A typical decision problem optimizes one or more objectives subject to a set of constraints on its decision variables. Most real-world decision problems contain uncertain parameters. The exponential growth of data availability, ease of accessibility in computational power, and more efficient optimization techniques have paved the way for machine learning tools to effectively predict these uncertain parameters. Traditional machine learning models measure the quality of predictions based on the closeness between true and predicted values and ignore decision problems involving uncertain parameters for which predicted values are treated as the true values.Standard approaches passing point estimates of machine learning models into decision problems as replacement of uncertain parameters lose the connection between predictive and prescriptive tasks. Recently developed methods to strengthen the bond between predictive and prescriptive tasks still rely on either "first predict, then optimize" strategy or use approximation techniques in integrating predictive and prescriptive tasks.

We develop an integrated framework for performing predictive and prescriptive analytics concurrently to realize the best prescriptive performance under uncertainty. This framework is applicable to all prescriptive tasks involving uncertainty. Further, it is scalable to handle integrated predictive and prescriptive tasks with reasonable computational effort and enables users to apply decomposition algorithms for large-scale problems. The framework also accommodates prediction tasks ranging from simple regression to more complex black-box neural network models.
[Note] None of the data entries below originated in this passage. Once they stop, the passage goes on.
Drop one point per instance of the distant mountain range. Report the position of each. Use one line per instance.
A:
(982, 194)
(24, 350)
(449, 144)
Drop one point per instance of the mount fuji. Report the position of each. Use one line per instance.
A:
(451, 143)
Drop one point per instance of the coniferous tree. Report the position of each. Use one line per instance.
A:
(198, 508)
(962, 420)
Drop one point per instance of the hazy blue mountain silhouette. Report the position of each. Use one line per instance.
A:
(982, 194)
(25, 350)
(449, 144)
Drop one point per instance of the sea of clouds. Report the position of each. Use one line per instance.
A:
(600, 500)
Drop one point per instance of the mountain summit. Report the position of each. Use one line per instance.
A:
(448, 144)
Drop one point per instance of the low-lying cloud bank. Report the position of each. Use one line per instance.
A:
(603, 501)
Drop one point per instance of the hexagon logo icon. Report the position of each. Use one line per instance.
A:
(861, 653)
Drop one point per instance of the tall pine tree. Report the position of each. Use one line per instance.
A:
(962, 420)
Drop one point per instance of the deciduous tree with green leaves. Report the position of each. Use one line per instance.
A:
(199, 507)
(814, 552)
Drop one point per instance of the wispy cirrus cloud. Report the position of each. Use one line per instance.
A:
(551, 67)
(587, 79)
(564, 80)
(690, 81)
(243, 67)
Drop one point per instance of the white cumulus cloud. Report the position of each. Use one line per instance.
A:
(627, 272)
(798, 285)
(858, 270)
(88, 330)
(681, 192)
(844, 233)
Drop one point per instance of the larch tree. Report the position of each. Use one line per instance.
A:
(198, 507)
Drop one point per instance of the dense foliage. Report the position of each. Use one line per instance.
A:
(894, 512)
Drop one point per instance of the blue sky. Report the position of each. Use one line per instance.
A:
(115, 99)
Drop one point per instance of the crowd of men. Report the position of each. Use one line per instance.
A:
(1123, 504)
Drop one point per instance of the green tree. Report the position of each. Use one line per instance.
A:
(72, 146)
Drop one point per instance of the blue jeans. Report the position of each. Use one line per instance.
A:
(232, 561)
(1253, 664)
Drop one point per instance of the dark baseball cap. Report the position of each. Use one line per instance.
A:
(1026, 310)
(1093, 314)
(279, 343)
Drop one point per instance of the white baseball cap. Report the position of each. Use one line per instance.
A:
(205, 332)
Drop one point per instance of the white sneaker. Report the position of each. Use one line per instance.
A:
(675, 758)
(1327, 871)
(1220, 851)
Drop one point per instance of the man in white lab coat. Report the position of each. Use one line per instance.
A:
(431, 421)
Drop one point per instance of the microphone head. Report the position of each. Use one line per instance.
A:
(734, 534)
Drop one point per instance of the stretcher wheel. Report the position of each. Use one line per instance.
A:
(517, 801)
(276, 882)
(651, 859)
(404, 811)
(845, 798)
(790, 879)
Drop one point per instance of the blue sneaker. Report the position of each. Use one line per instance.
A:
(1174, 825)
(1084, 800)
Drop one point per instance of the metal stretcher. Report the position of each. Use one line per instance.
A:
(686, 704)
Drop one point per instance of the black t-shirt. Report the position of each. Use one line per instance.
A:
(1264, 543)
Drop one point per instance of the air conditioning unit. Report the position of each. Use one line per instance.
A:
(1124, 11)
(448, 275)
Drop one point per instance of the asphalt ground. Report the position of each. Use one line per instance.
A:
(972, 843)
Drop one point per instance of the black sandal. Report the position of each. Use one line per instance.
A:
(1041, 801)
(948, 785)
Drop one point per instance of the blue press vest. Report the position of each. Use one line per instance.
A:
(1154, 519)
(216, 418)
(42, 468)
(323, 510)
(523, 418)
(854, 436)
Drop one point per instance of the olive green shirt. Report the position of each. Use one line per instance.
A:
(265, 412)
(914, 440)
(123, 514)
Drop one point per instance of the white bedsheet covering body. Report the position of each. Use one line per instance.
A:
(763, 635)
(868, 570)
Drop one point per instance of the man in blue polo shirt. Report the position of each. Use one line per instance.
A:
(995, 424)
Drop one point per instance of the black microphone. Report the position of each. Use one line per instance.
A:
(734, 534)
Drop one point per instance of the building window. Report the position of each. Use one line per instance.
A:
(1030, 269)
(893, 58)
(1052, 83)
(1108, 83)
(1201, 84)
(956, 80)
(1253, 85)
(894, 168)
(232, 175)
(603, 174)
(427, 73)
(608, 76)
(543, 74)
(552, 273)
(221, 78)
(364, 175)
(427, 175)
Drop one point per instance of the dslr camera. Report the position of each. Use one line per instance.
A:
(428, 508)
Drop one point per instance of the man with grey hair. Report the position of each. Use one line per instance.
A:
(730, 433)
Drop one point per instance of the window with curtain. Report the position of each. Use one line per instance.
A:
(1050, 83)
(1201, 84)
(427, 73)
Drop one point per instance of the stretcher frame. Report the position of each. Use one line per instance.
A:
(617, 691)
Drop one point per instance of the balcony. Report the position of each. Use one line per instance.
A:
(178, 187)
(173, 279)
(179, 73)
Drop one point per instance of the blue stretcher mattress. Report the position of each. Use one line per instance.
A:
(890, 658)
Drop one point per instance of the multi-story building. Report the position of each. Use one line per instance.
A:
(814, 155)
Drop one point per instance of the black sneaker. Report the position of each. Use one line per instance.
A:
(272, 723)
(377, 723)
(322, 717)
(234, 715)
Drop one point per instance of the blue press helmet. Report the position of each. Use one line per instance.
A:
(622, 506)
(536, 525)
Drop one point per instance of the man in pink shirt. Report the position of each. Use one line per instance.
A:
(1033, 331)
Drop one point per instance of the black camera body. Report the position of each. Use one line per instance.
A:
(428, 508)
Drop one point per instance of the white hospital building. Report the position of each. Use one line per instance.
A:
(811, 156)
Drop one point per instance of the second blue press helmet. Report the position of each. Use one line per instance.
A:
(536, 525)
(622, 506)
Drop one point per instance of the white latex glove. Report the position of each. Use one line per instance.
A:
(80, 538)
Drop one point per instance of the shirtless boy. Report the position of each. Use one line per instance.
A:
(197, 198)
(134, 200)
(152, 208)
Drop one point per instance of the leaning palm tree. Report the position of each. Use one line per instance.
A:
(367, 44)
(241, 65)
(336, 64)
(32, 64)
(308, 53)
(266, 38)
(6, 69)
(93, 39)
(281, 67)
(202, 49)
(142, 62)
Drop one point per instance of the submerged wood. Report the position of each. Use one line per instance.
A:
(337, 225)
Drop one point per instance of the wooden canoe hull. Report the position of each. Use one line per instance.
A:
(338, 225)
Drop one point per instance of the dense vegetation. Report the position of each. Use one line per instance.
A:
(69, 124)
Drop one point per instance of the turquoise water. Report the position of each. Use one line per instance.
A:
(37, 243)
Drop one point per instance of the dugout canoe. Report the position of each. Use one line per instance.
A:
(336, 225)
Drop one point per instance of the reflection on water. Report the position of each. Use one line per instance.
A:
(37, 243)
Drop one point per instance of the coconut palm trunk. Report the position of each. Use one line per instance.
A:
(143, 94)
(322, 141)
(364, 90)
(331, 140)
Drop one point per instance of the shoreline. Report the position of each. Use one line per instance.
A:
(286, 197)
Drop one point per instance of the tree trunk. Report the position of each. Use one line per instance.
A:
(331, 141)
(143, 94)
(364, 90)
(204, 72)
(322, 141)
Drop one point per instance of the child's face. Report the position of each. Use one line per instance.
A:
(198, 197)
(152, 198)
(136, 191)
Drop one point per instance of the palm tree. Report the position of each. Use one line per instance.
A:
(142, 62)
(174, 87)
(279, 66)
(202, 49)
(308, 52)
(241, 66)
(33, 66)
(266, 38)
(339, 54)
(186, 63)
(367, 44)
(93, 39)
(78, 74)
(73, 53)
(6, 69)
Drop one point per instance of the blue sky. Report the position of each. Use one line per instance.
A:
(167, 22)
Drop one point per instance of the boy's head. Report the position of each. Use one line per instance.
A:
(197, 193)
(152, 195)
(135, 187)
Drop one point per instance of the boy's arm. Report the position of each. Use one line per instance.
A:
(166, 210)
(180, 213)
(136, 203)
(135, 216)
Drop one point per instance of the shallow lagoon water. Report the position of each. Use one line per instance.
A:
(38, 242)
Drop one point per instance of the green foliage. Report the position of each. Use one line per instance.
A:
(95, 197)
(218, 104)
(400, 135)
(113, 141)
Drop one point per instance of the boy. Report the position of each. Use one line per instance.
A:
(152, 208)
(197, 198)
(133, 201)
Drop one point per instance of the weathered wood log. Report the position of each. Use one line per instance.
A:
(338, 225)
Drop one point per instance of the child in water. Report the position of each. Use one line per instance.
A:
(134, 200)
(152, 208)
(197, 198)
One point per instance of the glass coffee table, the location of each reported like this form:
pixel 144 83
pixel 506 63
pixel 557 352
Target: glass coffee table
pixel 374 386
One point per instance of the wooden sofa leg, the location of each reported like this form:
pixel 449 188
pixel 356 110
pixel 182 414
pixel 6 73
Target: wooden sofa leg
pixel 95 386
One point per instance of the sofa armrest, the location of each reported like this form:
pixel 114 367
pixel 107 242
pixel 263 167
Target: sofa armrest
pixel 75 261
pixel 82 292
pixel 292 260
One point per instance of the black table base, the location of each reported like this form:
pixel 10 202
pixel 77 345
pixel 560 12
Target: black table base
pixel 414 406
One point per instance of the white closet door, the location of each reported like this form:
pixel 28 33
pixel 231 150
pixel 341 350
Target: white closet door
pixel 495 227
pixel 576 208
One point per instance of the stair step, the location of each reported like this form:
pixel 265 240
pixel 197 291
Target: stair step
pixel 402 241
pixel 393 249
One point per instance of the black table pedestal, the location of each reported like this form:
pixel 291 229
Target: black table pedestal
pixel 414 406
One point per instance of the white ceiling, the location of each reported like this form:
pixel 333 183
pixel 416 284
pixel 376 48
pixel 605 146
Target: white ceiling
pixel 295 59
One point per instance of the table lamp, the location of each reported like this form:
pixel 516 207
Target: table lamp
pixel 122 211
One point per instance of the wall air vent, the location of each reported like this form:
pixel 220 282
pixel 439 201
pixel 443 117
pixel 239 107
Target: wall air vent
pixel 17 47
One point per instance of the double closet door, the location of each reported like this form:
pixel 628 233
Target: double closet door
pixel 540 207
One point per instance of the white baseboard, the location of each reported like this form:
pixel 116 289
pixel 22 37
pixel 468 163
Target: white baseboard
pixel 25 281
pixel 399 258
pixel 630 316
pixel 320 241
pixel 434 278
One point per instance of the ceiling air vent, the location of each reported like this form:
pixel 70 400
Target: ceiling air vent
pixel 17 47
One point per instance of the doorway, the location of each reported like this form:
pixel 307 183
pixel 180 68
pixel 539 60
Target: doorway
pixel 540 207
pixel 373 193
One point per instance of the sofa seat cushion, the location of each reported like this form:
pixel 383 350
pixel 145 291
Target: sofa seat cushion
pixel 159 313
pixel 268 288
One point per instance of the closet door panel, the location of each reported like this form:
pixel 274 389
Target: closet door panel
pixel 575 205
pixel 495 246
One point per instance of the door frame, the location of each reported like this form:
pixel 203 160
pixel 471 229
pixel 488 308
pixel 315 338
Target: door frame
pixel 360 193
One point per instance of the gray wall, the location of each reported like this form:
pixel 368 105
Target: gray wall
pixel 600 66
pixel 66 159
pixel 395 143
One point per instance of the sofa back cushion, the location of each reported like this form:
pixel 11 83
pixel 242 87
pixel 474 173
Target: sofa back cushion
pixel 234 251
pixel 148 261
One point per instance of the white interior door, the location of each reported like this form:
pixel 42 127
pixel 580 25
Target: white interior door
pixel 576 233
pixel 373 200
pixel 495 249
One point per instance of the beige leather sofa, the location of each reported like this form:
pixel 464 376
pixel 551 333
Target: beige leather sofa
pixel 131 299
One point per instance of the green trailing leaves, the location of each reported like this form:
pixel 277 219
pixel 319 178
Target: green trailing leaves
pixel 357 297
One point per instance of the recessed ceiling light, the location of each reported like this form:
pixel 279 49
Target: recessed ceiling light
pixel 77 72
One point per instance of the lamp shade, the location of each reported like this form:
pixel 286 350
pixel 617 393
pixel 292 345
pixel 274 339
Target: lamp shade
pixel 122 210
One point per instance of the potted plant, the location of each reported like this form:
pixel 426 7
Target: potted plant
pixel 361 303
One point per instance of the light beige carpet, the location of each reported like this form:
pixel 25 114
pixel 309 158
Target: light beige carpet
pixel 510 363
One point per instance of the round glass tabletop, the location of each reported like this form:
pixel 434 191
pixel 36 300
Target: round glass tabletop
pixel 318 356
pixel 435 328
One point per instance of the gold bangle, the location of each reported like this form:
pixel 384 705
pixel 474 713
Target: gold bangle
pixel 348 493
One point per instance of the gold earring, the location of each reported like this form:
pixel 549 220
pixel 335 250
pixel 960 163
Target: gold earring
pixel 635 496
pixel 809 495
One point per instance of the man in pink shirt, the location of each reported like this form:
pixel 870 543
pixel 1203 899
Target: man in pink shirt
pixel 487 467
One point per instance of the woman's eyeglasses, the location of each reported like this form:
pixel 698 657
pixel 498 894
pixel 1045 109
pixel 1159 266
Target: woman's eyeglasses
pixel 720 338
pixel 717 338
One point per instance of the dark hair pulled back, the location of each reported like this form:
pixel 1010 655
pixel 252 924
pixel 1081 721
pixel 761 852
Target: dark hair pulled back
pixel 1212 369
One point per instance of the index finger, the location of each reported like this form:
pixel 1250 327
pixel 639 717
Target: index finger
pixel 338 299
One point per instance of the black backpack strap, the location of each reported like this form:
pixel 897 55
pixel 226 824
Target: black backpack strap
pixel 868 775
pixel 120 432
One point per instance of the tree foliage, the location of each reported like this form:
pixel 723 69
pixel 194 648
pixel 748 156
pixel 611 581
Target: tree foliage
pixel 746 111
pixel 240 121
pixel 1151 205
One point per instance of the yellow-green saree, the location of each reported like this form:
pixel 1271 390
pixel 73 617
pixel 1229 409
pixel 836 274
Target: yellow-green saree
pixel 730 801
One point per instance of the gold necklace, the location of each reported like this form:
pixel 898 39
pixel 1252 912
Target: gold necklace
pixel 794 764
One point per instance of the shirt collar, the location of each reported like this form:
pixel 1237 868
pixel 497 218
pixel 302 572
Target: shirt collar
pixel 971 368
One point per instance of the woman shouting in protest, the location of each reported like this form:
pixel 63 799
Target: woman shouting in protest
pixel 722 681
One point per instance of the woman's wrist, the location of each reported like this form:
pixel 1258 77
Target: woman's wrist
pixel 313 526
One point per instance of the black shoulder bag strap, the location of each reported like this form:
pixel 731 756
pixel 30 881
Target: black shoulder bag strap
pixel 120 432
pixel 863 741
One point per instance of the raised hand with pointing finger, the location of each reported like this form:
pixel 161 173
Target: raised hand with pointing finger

The integrated optimization framework is composed of two integration approaches. The first approach integrates regression-based prediction and mathematical programming-based prescription tasks as a bilevel program. While the lower-level problem prescribes decisions based on the predicted outcome for a specific observation, the upper-level evaluates the quality of decisions with respect to true values. The upper-level problem can be considered as a prescriptive error, and the goal is to minimize this prescriptive error. In order to achieve the same performance in external data sets (test) compared to internal data sets (train), we offer different approaches to control the "prescription generalization error" associated with out-of-sample observation. We develop a decomposition algorithm for large-scale problems by leveraging a progressive hedging algorithm to solve the resulting bilevel formulation. The second approach integrates the learning of neural network-based prediction and optimization tasks as a nested neural network. While the predictive neural network promotes decisions based on predicted outcomes, the prescriptive neural network evaluates the quality of predicted decisions with respect to true values. We also propose a weight initialization process for nested neural networks and build a decomposition algorithm for large-scale problems.

Our results for the example problems validate the performance of our proposed integrated predictive and prescriptive optimization and training frameworks. With customarily generated synthetic data sets, proposed methods surpass all of the "first predict, then optimize" approaches and recently developed approximate integration methods for both "in-sample" and "out of sample" data sets. We also observe how the proposed generalization error controlling approach improves results in "out of sample" data sets. Customarily generated synthetic data pairs at different levels of correlation and non-linearity graphically show us how different methods converge to each other.